My first piece of advice is, slightly flippantly, don’t be a pure-play satellite company! One of the things we’ve seen consistently is that satellite operators have generally been worse hit by cord-cutting. They don’t have the option of providing bundled packages with communications, and broadband in particular, to help stem subscriber losses. Cable companies can more easily juggle their price points – increasing their broadband prices a bit and dropping their TV prices, keeping customers on roughly the same ARPU (average revenue per user).
Having said that, you see examples like Sky who launched a home broadband play years ago, and that’s positioned them well. So satellite companies should try to diversify to put themselves in a better position – launch a broadband play or find a telco to partner with (though there are relatively few who haven’t launched their own TV operations).
Another strategy is to integrate your rivals. If you’re losing subscribers to OTT services, those OTT services nevertheless need you to continue growing the market beyond a certain point. So partner with them, make it easy for customers to sign up to them through your platform.
Sports would be the other area. It’s been hurt by the pandemic, but we see sports rights as being very difficult to disrupt from an OTT perspective, due to the value of some of the top tier rights. We’ve seen from the struggles of DAZN that it’s not easy to make an OTT play when you’re buying into top-tier sports rights. Pay TV companies have the advantage of having other businesses to offset some of the costs of the expensive sports rights, so sports remains a relative safe haven.
It’s a hard thing to do, the loss of subscribers is a cyclical trend which has now turned secular thanks to a weaker economy.
I think creating further touch points with the customer from a technology standpoint helps. Comcast’s X1 is a good example, they’ve made the user interface much more seamless, which is important.
But I think this is a train that’s left the station. I think on the other side of COVID, people are going to be evaluating all their bills, and asking if they need to pay as much as they do. You always want to be an essential service, but it’s hard to be an essential service when there’s a trade-down option, and unfortunately for pay TV there is with the OTT services.
The good news is that broadband is more important than ever, and if people are streaming everything, people will be looking for fast broadband. The margin profile on a broadband-only subscription is so much higher than for a video subscription, where you have to costs from content are so high. So they’re moving towards a model where they control the economics, rather than having many mouths to feed.
Traditional TV businesses have been hit hard, in particular free-to-air providers who rely on key shows to pull in viewers, and thus advertising. This has been evident in the latest quarterly earnings. And there will be a bigger impact over coming quarters, with continued loss of revenue from advertising, as well as consumers demanding money back from subscriptions. It is important for providers to connect with new audiences in a different way.

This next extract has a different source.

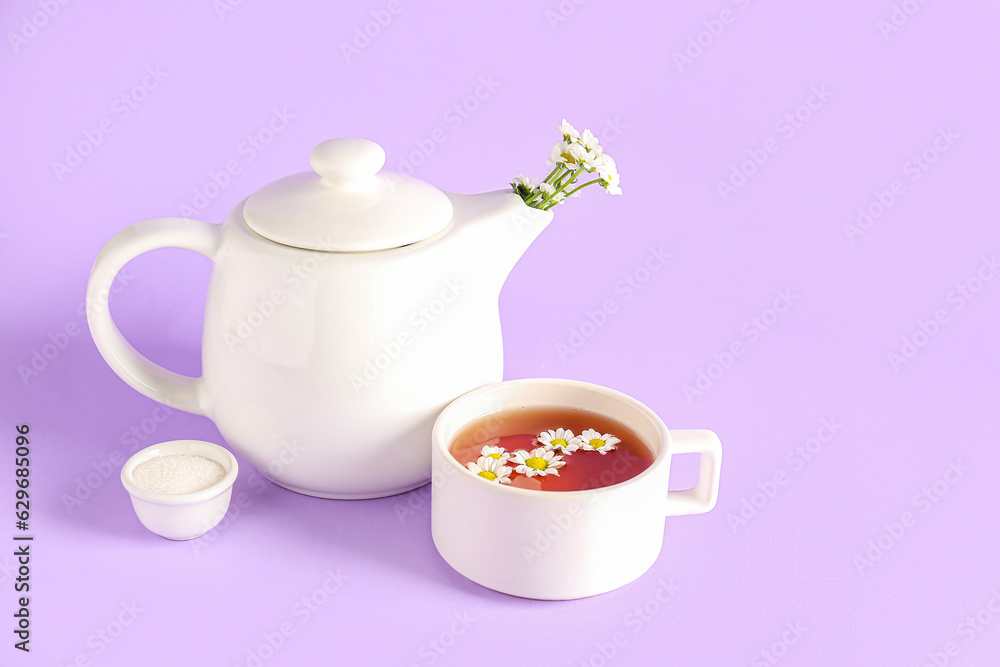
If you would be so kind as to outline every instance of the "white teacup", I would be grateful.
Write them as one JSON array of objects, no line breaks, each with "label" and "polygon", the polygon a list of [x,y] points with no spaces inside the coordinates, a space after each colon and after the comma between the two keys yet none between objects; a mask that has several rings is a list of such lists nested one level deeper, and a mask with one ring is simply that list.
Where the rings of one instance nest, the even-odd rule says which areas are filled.
[{"label": "white teacup", "polygon": [[[628,425],[654,455],[624,482],[582,491],[536,491],[487,482],[449,447],[470,422],[519,407],[589,410]],[[664,517],[715,507],[722,449],[708,430],[667,430],[648,407],[621,392],[575,380],[488,385],[452,402],[432,435],[431,533],[459,573],[502,593],[571,600],[614,590],[652,566]],[[667,491],[674,454],[701,454],[698,483]],[[696,547],[692,547],[696,548]]]}]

The successful release of Trolls World Tour movie via the internet is a notable example. Though this is alarming for the film business, it paves the way for a new way to reach users and maximise revenue. Also, it mitigates against the growing concern around piracy. This does not imply a streaming-only future ,as it might not be appropriate for everyone. But during these uncertain and unprecedented times, it represents a great opportunity for innovation and unique storytelling.
Broadcasters should be applauded for the way they have kept the airwaves ticking over with remote production and virtual galleries. It underlines the value of connectivity. Convergence is firmly the next battle ground among providers. It is all about diversification and offering a broad portfolio of services. Beyond the aggregation of live, streaming and downloading content, there is growing appetite to have cloud-based games as well as music included into bundles.